Sunday, September 30, 2007

Stephen King: 'What Ails the Short Story'

Is it just me, or is Stephen King's commentary in The New York Times Book Review a wee bit self-serving?

But first, a thanks to the best-selling novelist: It's always great when a household name draws attention to an area of artistic achievement that's too often given short shrift.

The short story frequently is underappreciated by readers and big publishing houses and, sometimes, by academics too quick to dismiss the genre as a form of literature inherently inferior to the novel.

King first identifies his problem with the art of the short story, as practiced by today's young writers: "Last year, I read scores of stories that felt ... not quite dead on the page, I won’t go that far, but airless, somehow, and self-referring. These stories felt show-offy rather than entertaining, self-important rather than interesting, guarded and self-conscious rather than gloriously open, and worst of all, written for editors and teachers rather than for readers."

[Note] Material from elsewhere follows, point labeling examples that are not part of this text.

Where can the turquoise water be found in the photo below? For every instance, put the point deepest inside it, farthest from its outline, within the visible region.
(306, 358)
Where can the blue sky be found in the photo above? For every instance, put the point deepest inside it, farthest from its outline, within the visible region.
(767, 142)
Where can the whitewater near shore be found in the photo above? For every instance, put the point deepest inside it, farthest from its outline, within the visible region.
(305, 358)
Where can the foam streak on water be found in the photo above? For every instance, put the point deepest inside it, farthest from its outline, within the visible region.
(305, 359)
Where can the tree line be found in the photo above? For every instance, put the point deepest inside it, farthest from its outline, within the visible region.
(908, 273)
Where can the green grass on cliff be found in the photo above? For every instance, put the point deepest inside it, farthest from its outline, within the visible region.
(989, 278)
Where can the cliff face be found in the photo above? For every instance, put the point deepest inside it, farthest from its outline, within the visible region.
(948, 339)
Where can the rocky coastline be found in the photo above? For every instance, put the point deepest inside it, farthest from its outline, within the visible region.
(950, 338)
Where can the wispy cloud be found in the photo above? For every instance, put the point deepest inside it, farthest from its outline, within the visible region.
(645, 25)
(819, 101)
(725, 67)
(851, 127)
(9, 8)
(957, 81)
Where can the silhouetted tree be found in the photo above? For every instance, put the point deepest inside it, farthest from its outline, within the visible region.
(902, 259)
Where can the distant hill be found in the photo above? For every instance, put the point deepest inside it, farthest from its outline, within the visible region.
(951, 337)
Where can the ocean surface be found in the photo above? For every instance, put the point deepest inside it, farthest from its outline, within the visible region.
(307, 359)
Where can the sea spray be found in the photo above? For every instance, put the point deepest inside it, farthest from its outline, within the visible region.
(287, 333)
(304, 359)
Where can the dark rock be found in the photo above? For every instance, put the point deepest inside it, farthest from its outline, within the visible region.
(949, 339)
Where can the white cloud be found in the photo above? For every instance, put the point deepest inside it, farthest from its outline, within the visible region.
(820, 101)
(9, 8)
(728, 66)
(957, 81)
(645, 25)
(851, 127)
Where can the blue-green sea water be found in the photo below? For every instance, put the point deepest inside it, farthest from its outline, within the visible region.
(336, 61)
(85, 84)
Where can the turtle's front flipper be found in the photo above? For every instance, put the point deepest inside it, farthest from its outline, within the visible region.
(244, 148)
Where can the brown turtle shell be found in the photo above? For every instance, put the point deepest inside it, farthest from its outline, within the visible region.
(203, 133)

Then he identifies his solution (insert drumroll, please): Buy his book, er, the book that he's guest-editing this year. Says King: "Measures to be taken? I would suggest you start by reading this year’s 'Best American Short Stories.' They show how vital short stories can be when they are done with heart, mind and soul by people who care about them and think they still matter. They do still matter, and here they are, liberated from the bottom shelf."

So, uh, King has succeeded where others have failed, by identifying the truly great short stories out there?

Don't let that stop you from acquiring the above-mentioned collection, which includes pieces by John Barth and one of my favorite contemporary writers, T.C. Boyle. Earlier editions have been packed with great short tales by writers who, in some cases, have gone on to greater fame and fortune.

Other recommended short-story anthologies: The O. Henry Prize Stories, New Orleans Noir and the others in the 'Noir' series, and McSweeney's Mammoth Treasury of Thrilling Tales.